En is deze ontwikkeling eigenlijk ook niet te constateren in zijn poëzie? Heeft ook daar niet de visionnaire grootspraak

[p. 617]

plaats gemaakt voor een minstens even lyrische en intuïtieve, maar veel minder overmoedige toon? Het z.g. vitalisme van Marsman, waarover veel te doen is geweest en waarvan hij zelf niet geheel ten onrechte geschreven heeft, dat ‘le vitalisme c'était moi’, was een jeugdverschijnsel vol rhetoriek van die jeugd, een slechts voorlopige verdediging tegen de angst voor vergankelijkheid en dood, die het wezenlijkste motief is van het latere werk.
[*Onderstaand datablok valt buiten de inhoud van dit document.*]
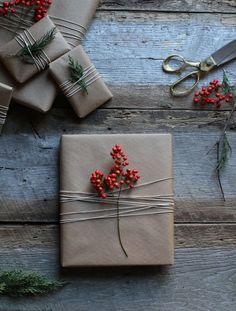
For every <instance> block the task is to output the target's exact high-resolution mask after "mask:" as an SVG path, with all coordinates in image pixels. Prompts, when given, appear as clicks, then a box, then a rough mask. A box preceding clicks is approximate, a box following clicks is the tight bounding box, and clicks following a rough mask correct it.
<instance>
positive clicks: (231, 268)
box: [0, 247, 236, 311]
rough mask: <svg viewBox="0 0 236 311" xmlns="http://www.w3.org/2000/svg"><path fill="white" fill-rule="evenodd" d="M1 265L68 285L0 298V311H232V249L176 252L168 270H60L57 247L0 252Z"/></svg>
mask: <svg viewBox="0 0 236 311" xmlns="http://www.w3.org/2000/svg"><path fill="white" fill-rule="evenodd" d="M0 261H1V268H10V267H15V266H17V267H22V268H25V269H27V270H35V271H40V272H41V273H44V274H46V275H47V276H52V277H61V278H63V279H64V280H66V281H68V282H69V284H68V285H67V286H66V287H65V288H64V289H62V290H60V291H59V292H57V293H55V294H52V295H49V296H48V297H42V298H33V299H31V298H27V299H25V298H21V299H20V298H19V299H9V298H3V297H1V307H0V310H1V311H3V310H4V311H13V310H20V311H29V310H30V311H34V310H40V311H41V310H45V311H46V310H47V311H49V310H50V311H54V310H55V311H66V310H71V311H78V310H80V311H82V310H86V311H94V310H98V311H110V310H114V311H118V310H119V311H120V310H122V311H135V310H139V311H147V310H148V311H156V310H165V311H172V310H173V308H174V310H176V311H183V310H184V311H185V310H186V311H187V310H194V311H203V310H207V311H215V310H227V311H234V310H235V303H236V296H235V276H236V265H235V262H236V251H235V247H233V248H223V249H221V248H220V249H219V248H211V249H207V248H206V249H199V248H197V249H194V248H192V249H188V248H187V249H177V250H176V263H175V265H174V266H173V267H146V268H145V267H142V268H139V267H137V268H133V269H131V268H120V269H119V268H116V269H114V268H112V269H108V268H107V269H105V268H104V267H103V268H101V269H79V270H75V269H73V270H65V269H64V270H60V269H59V267H58V248H57V247H54V248H52V247H50V248H47V247H46V248H45V247H42V248H30V249H23V248H14V249H11V250H10V249H2V248H1V251H0ZM186 291H187V295H186Z"/></svg>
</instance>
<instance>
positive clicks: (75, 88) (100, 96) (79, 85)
mask: <svg viewBox="0 0 236 311" xmlns="http://www.w3.org/2000/svg"><path fill="white" fill-rule="evenodd" d="M50 72H51V74H52V76H53V77H54V79H55V80H56V82H57V83H58V85H59V88H60V89H61V90H62V92H63V93H64V94H65V96H66V97H67V99H68V101H69V102H70V103H71V105H72V107H73V109H74V110H75V112H76V114H77V115H78V116H79V117H80V118H83V117H85V116H86V115H88V114H89V113H90V112H92V111H93V110H95V109H96V108H98V107H99V106H101V105H102V104H104V103H105V102H107V101H108V100H109V99H111V98H112V94H111V92H110V90H109V89H108V87H107V86H106V84H105V83H104V81H103V80H102V78H101V76H100V75H99V73H98V72H97V70H96V68H95V67H94V65H93V64H92V63H91V61H90V59H89V57H88V55H87V54H86V53H85V52H84V50H83V48H82V47H81V46H78V47H76V48H74V49H73V50H71V51H70V52H68V53H67V54H65V55H63V56H62V57H60V58H58V59H57V60H55V61H54V62H52V63H51V64H50Z"/></svg>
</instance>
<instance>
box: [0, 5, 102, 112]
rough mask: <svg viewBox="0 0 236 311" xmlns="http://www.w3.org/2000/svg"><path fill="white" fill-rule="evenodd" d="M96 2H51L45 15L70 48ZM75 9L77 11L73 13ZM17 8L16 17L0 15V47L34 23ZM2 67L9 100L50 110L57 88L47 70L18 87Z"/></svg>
mask: <svg viewBox="0 0 236 311" xmlns="http://www.w3.org/2000/svg"><path fill="white" fill-rule="evenodd" d="M98 3H99V0H70V1H64V0H57V1H53V2H52V5H51V6H50V9H49V12H48V14H49V15H50V18H51V19H52V21H53V22H54V24H55V25H56V27H57V28H58V29H59V30H60V32H61V33H62V35H63V37H64V38H65V39H66V41H67V42H68V43H69V44H70V45H71V46H72V47H74V46H76V45H78V44H79V43H80V41H81V39H82V37H84V35H85V33H86V30H87V29H88V26H89V24H90V22H91V19H92V17H93V15H94V13H95V11H96V8H97V6H98ZM75 7H77V8H79V9H77V10H75V9H74V8H75ZM17 8H19V12H17V13H18V14H15V15H9V16H8V15H7V16H4V17H3V16H0V46H3V45H4V44H6V43H7V42H9V41H10V40H11V39H13V38H14V36H15V35H16V33H17V32H19V31H20V32H21V31H22V30H24V29H27V28H28V27H29V26H31V25H33V23H34V20H33V19H34V14H31V13H32V12H31V10H30V9H29V8H26V7H25V8H24V7H22V6H21V5H18V7H17ZM32 17H33V18H32ZM2 67H3V66H2V65H1V64H0V81H3V82H4V83H6V84H9V85H12V86H13V87H14V92H13V99H14V100H15V101H16V102H17V103H20V104H22V105H25V106H27V107H29V108H32V109H35V110H38V111H40V112H43V113H45V112H47V111H48V110H49V109H50V108H51V106H52V104H53V101H54V99H55V97H56V94H57V92H58V88H57V86H56V84H55V83H54V81H53V79H52V78H51V76H49V73H48V70H45V71H44V72H41V73H40V74H38V75H36V76H35V77H34V78H33V79H30V80H28V81H27V84H24V85H22V84H18V83H17V82H16V81H15V80H14V79H13V78H12V77H11V76H10V75H9V73H8V72H7V71H6V70H5V68H2ZM35 93H37V94H36V96H35Z"/></svg>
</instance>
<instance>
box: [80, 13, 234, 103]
mask: <svg viewBox="0 0 236 311" xmlns="http://www.w3.org/2000/svg"><path fill="white" fill-rule="evenodd" d="M235 25H236V23H235V16H234V15H233V14H228V15H225V14H214V16H212V15H211V14H185V13H183V14H167V13H144V12H136V13H132V12H130V13H127V12H112V13H108V12H98V13H97V15H96V18H95V20H94V22H93V23H92V26H91V28H90V30H89V32H88V35H87V37H86V40H85V42H84V43H83V45H84V47H85V50H86V51H87V53H88V54H89V56H90V57H91V59H92V61H93V62H94V64H95V65H96V67H97V68H98V70H99V72H100V73H101V74H102V76H103V77H104V80H105V81H106V82H107V83H108V84H109V86H110V87H111V89H112V91H113V92H114V100H113V101H112V102H111V103H109V105H108V107H113V108H114V107H122V105H123V106H125V107H126V108H132V107H134V106H135V104H136V103H137V105H138V106H145V107H151V108H161V109H168V108H174V109H181V108H185V109H192V108H193V107H192V96H190V97H187V98H184V99H176V98H172V97H170V95H169V89H168V87H167V86H168V85H169V84H171V83H172V82H173V81H175V80H176V79H177V76H176V75H169V74H166V73H164V72H163V71H162V60H163V59H164V58H165V57H167V55H169V54H171V53H179V54H182V55H184V56H185V57H186V59H190V60H200V59H204V58H205V57H207V56H209V55H210V54H211V53H212V52H214V51H215V50H217V49H218V48H219V47H221V46H223V45H224V44H226V43H227V42H229V41H231V40H233V39H235V37H236V27H235ZM216 32H217V36H216ZM98 38H99V40H98ZM199 38H201V43H200V44H199ZM225 69H227V70H228V72H229V76H230V79H231V81H232V83H235V82H236V77H235V74H234V72H235V69H236V63H235V62H232V63H230V64H228V65H227V66H225ZM213 78H218V79H219V80H221V78H222V71H220V70H218V71H214V72H212V73H211V74H209V75H207V76H206V78H205V79H203V80H202V81H201V83H200V85H203V84H206V83H208V82H209V81H210V80H211V79H213ZM123 101H124V103H123ZM122 103H123V104H122Z"/></svg>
Marsman blijkt er zich van bewust te zijn, dat hij over dit thema vroeger te rhetorisch schreef, zodat hij het eigenlijk telkens ontliep; ‘ik ben gaan inzien, dat ik mij in mijn gedichten zoo vaak met den dood heb beziggehouden omdat ik in werkelijkheid niet aan hem wilde denken’, schrijft hij reeds in 1932 met veel zelfkennis. Maar het probleem van de vernedering door pijn, van de gedachte ‘er eenmaal niet meer te zijn’ blijft hem vervolgen; hij reageert er steeds weer op, en het belet hem aan de zelfgenoegzaamheid en de virtuositeit van zoveel Nederlandse ‘letterkundigen’ te gronde te gaan. Aan die wil tot eerlijkheid en afrekening in de schaduw van het ‘Laatste Oordeel’ dankt dit ‘altaarstuk’ van het verzameld werk, met als middenstuk de poëzie en als zijluiken het proza en de critiek, voor alles zijn hoog niveau.